Marimekko - A solid finish to the year expected
Marimekko is set to report its Q4'25 results on Thursday, February 12. We expect Q3 momentum to have carried into Q4 despite weak market conditions, driving mid-single-digit sales growth and a y/y improvement in EBIT.
Continued resilience expected in Q4
During the first nine months of the year, Marimekko’s net sales increased by 5%, with domestic sales up by ~3% and international sales growing by ~8%. International growth was broader than expected, with Europe and Scandinavia showing particularly strong growth of 26% and 15%, respectively, while APAC, the anticipated main growth engine, posted roughly flat sales. In the Q3 note, the full-year outlook for APAC was lowered, with sales now expected to be in line with or slightly above the previous year’s level. Ahead of the Q4 report, we note no material changes in overall market conditions, although Finnish retail trade data showed slight improvement toward year-end. Overall, we expect Marimekko to continue demonstrating resilience in its Q4 results.

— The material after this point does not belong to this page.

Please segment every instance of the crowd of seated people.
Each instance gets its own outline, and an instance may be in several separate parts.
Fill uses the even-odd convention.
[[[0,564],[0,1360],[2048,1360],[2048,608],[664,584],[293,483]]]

Expecting growth across the board
We anticipate growth across regions in Q4. In Finland, we expect sales to have grown ~4%, as wholesale sales should continue to benefit from non-recurring promotional deliveries weighted toward H2 last year, though the largest impact likely occurred in Q3. We project international growth of ~9% in Q4, driven by continued momentum in Europe and Scandinavia, the Paris and Hong Kong flagship openings, and anticipated net store increases in APAC through the loose-franchise model. We expect profitability to have improved slightly, despite a modest increase in OPEX, driven by higher volumes and a stronger gross margin. Gross margin should improve slightly from last year’s comparison figures, which were impacted by elevated logistics costs, partly offset by lower high-margin licensing income this year. After minor changes, we estimate Q4 net sales of EUR 57.2m (+6% y/y) and adj. EBIT margin of 18.0% (Q4’24: 17.1%). We expect a dividend proposal of EUR 0.41 per share, with no extraordinary dividend despite a strong balance sheet. In addition to the results, our attention is on the outlook for 2026. We expect the 2026 guidance to align with last year's and will be watching for any updates on outlook and strategic priorities.
ACCUMULATE with a TP of EUR 14.0
Following minor estimate revisions, we maintain our TP of EUR 14.0 and ACCUMULATE rating. Marimekko currently trades at EV/EBIT of 16–14x and P/E of 21–18x on our estimates for 2025-26E, representing a modest discount to our combined premium and luxury goods peer group.